Spostrzegłam, naturalnie, co się święci. Zazdrość go opanowała i ukłuła, ale to było ukłucie zbawienne, gdyż wyrywało go z dręczących szponów melancholii. Nie chciałam przeto natychmiast uśpić żmii zazdrości.

— Może by pani zechciała zejść z moich kolan, panno Eyre — usłyszałam trochę niespodziewaną uwagę.

— Dlaczego, panie Rochester?

— Obraz, który pani w tej chwili nakreśliła, przedstawia kontrast trochę zanadto uderzający. Bardzo ładnie opisała pani urodziwego Apollina. Widzi go pani w myśli — wysokiego, niebieskookiego, o jasnych włosach i greckim profilu. A oczy pani spoczywają na Wulkanie, prawdziwym kowalu, śniadym, o szerokich barach i kalece w dodatku.

— Nigdy mi to na myśl nie przyszło, ale pan doprawdy jest raczej podobny do Wulkana.

— Więc proszę niechże mnie pani opuści, ale zanim pani pójdzie (tu przytrzymał mnie silniej niż dotąd), proszę mi łaskawie odpowiedzieć na parę pytań:

— Na jakie pytania, panie Rochester? Teraz wziął mnie w krzyżowy ogień pytań.

— St. John dał ci posadę nauczycielki w Morton; zanim się dowiedział, że jesteś jego krewną?

— Tak, panie.

— Czy często go widywałaś? Czy odwiedzał szkołę niekiedy?

— Codziennie.

— Czy pochwalał twoje plany. Jane? Wiem, że musiały być mądre, gdyż z ciebie takie zdolne stworzenie!

— Owszem, pochwalał je.

— Z pewnością odnajdywał w tobie wiele rzeczy; których się nie spodziewał znaleźć? Pod pewnymi względami jesteś niezwykle wykształcona.

— Nic o tym nie wiem.

— Mówiłaś, że miałaś mieszkanko obok szkoły. Czy Rivers przychodził tam odwiedzać ciebie?

— Czasami.

— Wieczorami?

— Raz czy dwa razy. Tu nastąpiło milczenie.

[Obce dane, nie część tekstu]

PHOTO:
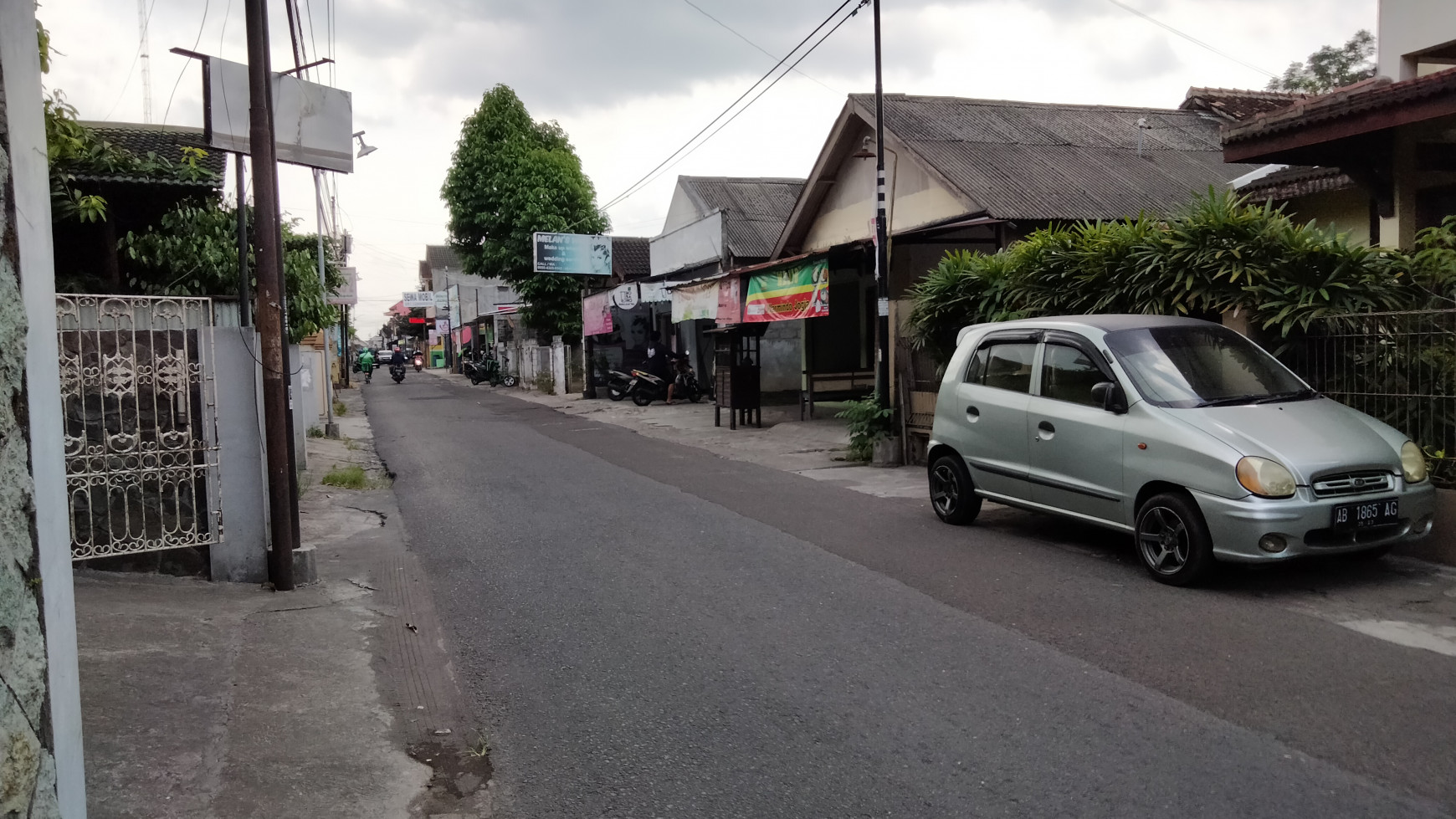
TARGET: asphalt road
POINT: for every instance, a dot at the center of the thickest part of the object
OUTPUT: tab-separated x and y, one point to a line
649	630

— Jak długo mieszkałaś z nim i jego siostrami po odkryciu waszego pokrewieństwa?

— Pięć miesięcy.

— Czy Rivers wiele czasu spędzał z rodziną?

— Owszem, pokój bawialny od podwórza służył do pracy jemu i nam; on siedział podoknem, a my przy stole.

— Czy dużo pracował?

— Bardzo dużo.

— Nad czym?

— Studiował język hindustański.

— A ty tymczasem co robiłaś?

— Z początku uczyłam się niemieckiego.

— Czy to on ciebie uczył?

— On nie zna niemieckiego.

— Czy niczego cię nie uczył?

— Owszem, trochę hindustańskiego.

— Rivers uczył ciebie hindustańskiego?

— Tak, panie.

— I swoje siostry także?

— Nie!

— Tylko ciebie?

— Tylko mnie.

— Czy prosiłaś go, żeby cię uczył?

— Nie.

— On sam chciał cię uczyć?

— Tak jest. Znowu milczenie.

— Dlaczego chciał cię uczyć? Na cóż mógł się tobie przydać język hindustański?

— On pragnął zabrać mnie z sobą do Indii.

— Ach! oto dotarłem do jądra całej sprawy. Więc on chciał się z tobą ożenić?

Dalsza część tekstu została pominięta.